I don't know how to describe what I'm feeling, except to say I have a strong compulsion to write something.
First, I'm tremendously encouraged that this is this woman's first book. If it is possible for her to write something like this on her first try, then anything is possible for me. But, as a life-long writer of much that will never see the light of day, I know, this may well not be the first book she's written. It may well be the first that got published. There's years of difference made up of late nights and frustration and doubt in those two possiblilities.
I grew up in the South in the sixties. But I don't share the experiences of the characters in this book. White, Christian, middle class - all the same. But in my part of metro Atlanta there weren't any black people. I remember going from saying "Negro" to "Black." My parents never said the N-word so I didn't either. Didn't think much of people who did. We didn't have any "help" but I knew a family or two who did. There was no public transportation in our county, but it never occured to me to wonder how these maids got to and from work.
I remember the first black boy who came to our high school. And I only call him a boy because we were all boys and girls then. I think I was a sophmore and he was a junior. Everybody liked him because he had a great personality and was funny - a much admired trait in anybody in high school. It was common knowledge that some organization moved his family into our district so our school could say it was integrated. He wasn't the first of many. I think he was the first and only for many years to come. Once he graduated, that was the end of it as far as I knew.

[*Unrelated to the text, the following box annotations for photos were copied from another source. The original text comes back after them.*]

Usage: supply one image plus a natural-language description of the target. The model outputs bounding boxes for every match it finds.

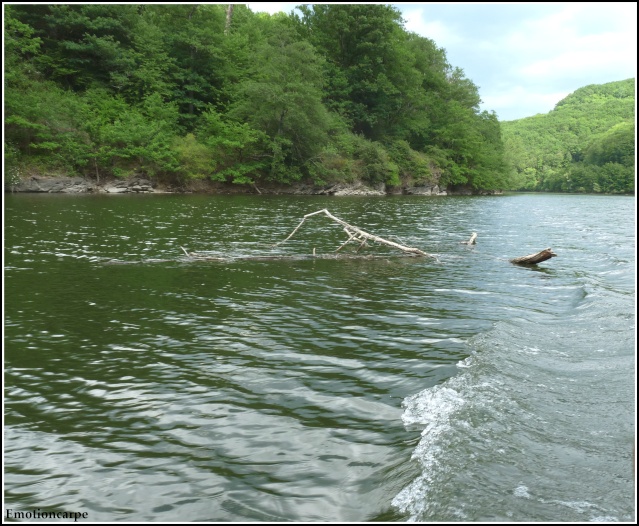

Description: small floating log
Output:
[510,248,557,265]
[461,232,477,245]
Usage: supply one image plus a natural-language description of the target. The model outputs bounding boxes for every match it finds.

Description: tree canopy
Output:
[502,79,635,193]
[4,4,634,195]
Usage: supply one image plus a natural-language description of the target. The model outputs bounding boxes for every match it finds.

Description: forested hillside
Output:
[4,4,510,190]
[501,79,635,193]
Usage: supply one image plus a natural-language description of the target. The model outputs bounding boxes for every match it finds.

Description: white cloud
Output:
[404,9,463,48]
[482,85,570,120]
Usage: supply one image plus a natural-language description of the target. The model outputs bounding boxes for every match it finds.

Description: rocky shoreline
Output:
[5,175,499,196]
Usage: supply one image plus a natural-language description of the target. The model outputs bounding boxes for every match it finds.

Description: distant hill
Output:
[500,79,635,193]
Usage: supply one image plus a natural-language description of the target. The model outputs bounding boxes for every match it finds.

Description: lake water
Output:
[4,194,636,522]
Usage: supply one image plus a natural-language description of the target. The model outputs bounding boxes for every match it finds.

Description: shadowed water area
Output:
[4,194,635,522]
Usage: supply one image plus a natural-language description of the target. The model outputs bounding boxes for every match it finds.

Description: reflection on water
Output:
[5,195,634,522]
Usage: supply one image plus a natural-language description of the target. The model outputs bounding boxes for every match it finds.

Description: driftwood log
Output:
[273,208,437,259]
[509,248,557,265]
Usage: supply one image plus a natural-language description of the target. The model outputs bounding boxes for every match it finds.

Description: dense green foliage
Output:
[502,79,635,193]
[4,4,634,192]
[4,4,516,189]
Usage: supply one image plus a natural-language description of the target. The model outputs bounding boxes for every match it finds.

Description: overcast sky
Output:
[247,2,637,121]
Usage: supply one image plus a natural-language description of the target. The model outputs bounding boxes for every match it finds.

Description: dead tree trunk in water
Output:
[510,248,557,265]
[274,208,437,259]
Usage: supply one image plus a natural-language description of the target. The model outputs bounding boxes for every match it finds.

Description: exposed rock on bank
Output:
[5,175,155,194]
[5,175,471,196]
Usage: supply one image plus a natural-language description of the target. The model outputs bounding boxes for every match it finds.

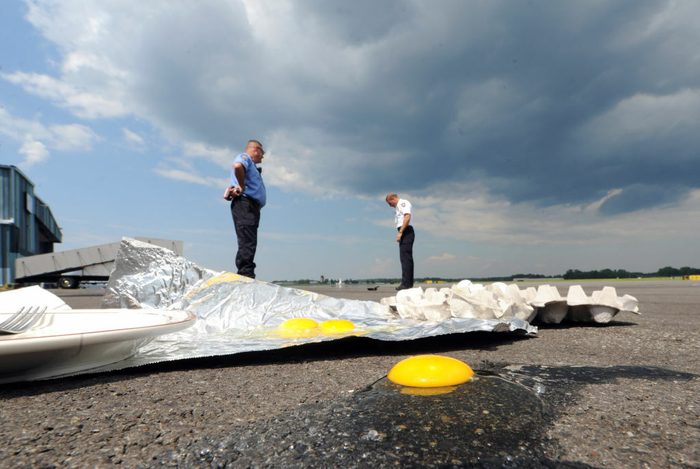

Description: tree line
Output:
[563,266,700,280]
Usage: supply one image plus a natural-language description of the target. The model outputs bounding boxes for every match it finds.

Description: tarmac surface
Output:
[0,280,700,468]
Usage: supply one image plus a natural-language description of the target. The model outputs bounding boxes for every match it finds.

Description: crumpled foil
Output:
[91,238,537,371]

I went to the University of Georgia after high school and had my first personal experiences with Blacks. The girl across the hall was black. Her roommte was moving out as I was moving in. I heard her telling a friend, whenever she got a white roommate, she just waited for her to move out, then she'd have one of her own friends move in. Apparently her white roommate had really tried to live with her (although classes hadn't even started yet.) She'd gone to the library and researched to find out why her black roommate smelled the way she did. Had something to do with body chemistry in Negroes.
My roommate smelled like marijuana. I didn't have to go to the library to find out why.

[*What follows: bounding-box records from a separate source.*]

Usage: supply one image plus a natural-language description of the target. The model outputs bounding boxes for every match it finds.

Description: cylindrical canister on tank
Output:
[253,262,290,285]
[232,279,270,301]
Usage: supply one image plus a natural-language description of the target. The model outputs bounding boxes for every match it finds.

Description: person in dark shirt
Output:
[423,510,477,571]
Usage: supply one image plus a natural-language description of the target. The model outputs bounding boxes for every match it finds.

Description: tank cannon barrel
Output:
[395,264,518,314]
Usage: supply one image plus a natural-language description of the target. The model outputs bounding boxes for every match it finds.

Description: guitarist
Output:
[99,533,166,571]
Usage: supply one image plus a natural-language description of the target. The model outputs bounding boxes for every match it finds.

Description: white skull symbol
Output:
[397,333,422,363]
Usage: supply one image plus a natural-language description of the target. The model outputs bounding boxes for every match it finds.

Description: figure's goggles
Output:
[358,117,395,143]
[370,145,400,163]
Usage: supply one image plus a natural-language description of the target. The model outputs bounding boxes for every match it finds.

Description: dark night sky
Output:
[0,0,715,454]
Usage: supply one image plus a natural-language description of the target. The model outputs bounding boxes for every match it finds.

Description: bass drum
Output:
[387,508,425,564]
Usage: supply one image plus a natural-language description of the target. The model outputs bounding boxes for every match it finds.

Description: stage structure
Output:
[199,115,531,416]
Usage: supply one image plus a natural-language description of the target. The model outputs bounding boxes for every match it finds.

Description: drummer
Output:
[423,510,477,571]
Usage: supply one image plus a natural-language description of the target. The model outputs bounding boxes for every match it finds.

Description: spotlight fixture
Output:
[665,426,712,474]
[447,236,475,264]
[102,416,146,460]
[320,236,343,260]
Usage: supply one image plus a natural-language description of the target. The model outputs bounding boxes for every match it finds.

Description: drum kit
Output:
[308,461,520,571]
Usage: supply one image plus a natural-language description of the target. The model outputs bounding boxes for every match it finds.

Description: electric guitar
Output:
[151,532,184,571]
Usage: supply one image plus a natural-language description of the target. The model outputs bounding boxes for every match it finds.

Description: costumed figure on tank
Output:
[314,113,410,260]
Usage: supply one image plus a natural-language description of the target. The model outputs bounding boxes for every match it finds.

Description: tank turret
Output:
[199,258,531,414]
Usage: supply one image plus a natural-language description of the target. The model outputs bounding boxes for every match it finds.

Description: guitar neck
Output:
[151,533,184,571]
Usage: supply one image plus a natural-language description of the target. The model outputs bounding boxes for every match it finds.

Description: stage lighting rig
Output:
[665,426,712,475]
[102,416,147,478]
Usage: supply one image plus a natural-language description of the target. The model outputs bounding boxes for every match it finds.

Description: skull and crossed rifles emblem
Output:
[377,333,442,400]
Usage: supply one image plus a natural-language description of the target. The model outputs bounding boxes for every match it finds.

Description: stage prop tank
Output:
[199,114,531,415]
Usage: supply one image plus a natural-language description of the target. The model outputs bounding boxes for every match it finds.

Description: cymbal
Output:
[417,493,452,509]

My first real exposure to prejudice was after I married into the Army and we lived in Liberty County, Georgia. Liberty County had been the poorest of all the poor counties in Georgia up until the time the Army started rebuilding Fort Stewart after Vietnam ended. My new husband and I lived in a trailer park, mainly because the Army was way behind the power curve in providing housing needed because of their build up. Seventy-five percent of the population of the county lived in trailers in 1976. I picked up our mail at the post office in town. One day I was waiting behind a very nicely dressed, elderly black lady, and I couldn't believe how the middle aged post mistress talked to her. I can't even remember what she said. It was just rude. I don't care if you are purple with green stripes. It was just rude. And that black lady was old enough to be that post mistress's grandmother. Hadn't she been taught to respect her elders? That's a whole other issue beyond what color anybody is. The black lady didn't seem to notice. She just took her mail or package or whatever it was and went on her way. That was 35 years ago. I remember it like it was yesterday.
If you're not from the South, you're going to read this book like it's fiction. I'm from the South and I can't swear on a stack of Bibles that it all really happened. But I expect it did. I've taught my own children that times have changed, and they certainly have. You'd know that if you'd grown up in the sixties. I just can't swear on a stack of Bibles that they've changed enough.